Answer - If the wood floor is 2(MUL)4s or 2(MUL)6s or similar boards 11/2 inches thick and the decayed areas are shallow (say 1/8 to 1/4 inch deep), scrape off the decay to fresh, sound wood and apply bleach on the spots. The bleach will kill any fungus that is causing the decay, and you should be all set for years to come. If the spots are deeper than 1/4 inch or so, dig them out to fresh wood, apply bleach, and fill the depressions with an epoxy wood rot filler.

If the boards are only 3/4 inch thick, and the spots are shallow, you can do as above. But if the spots are deeper, if you try digging out the decay and filling the spots with wood rot filler, you run the risk of weakening the boards. In that case, replace the spotty boards. Keep the garage dry.

Question - My aluminum storm door won't shut. Is there a way I can fix it so it will close? Sherrie Weinstein, Needham, Mass.

Answer - Check the hinges; if they are loose, drive in the screws; if the screws don't tighten, insert slivers of wood in the holes so they will tighten. Or, buy Mr. Grip strips, lengths of barbed aluminum that take the place of the wood slivers.

If the hinges are tight, it may be that the door has racked - gotten out of square. If so, install a steel rod from the top corner to the opposite bottom corner, with a turnbuckle in the middle for tightening. Tighten the rod to get the door square.

The storm door is usually set in an aluminum jamb screwed to the wood frame opening. The wood frame swells when it absorbs moisture, and can cause the door to jam. This usually happens in summer when the humidity is high and the wood absorbs it. If that is the case, remove the aluminum jamb and plane down one or both sides of the wood opening.

Question - I need more insulation in my attic floor, to try to keep ice dams from forming. There is loose, poured-in fiberglass between the joists now, but no vapor barrier. Should I add insulation on top of the existing material and be content with no vapor barrier, or should I remove the material and put in a vapor barrier before putting in more insulation? It would be an awful job to remove what's there now. Chris Heyer, Norfolk, Mass.

Answer - While insulation always does some good in saving heat (and keeping the attic cold, the best way to prevent ice dams), a vapor barrier with insulation will save even more heat, because it is an air stop, and when something stops the passage of air from house to attic, it also stops the loss of heat. But a vapor barrier on an attic floor has always been controversial, and some installers do not use a vapor barrier because they fear that such a barrier would make the house too tight. In an old house, the addition of a vapor barrier on the attic floor is unlikely to make it too tight, because air escapes through other places.

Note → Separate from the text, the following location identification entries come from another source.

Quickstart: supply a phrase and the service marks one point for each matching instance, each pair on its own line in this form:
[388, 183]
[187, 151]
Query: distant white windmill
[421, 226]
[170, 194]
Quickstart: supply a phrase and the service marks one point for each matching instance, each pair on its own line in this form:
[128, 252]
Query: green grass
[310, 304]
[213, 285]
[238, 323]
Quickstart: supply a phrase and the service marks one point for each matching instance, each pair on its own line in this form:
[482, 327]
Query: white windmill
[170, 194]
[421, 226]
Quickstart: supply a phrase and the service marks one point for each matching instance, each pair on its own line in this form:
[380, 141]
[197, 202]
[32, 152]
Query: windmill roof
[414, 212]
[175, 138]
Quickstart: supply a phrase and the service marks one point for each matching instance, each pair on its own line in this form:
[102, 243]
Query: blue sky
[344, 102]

The best you can do is remove the insulation, save it for future use or throw it away, apply a polyethylene vapor barrier and pour in insulation to the tops of the joists. Or, install fiberglass with a paper or foil backing (that's the vapor barrier) down.

In either case, now you can put 6-inch unbacked fiberglass on top of the insulation at right angles to the joists.

Finally, do not put insulation in the roof overhang (the soffit), and be sure to ventilate the attic ridge vent to keep the attic cold.

Or course, you can add insulation to the existing insulation and ignore the absence of vapor barrier, but the job will not be as effective.

Question - I painted a wood fence that was originally stained and repainted. Now everything is peeling. What can I do? Mary Ellen Karin, Byfield, Mass.

Answer - Scrape and sand as much as possible and apply two coats of a solid latex stain. This could peel, too, but it's the ony way you will get white, which is what you said you want. If you can stand a light gray fence, scrape and sand all the old paint and stain off, and apply one coat of a semitransparent stain. It won't peel.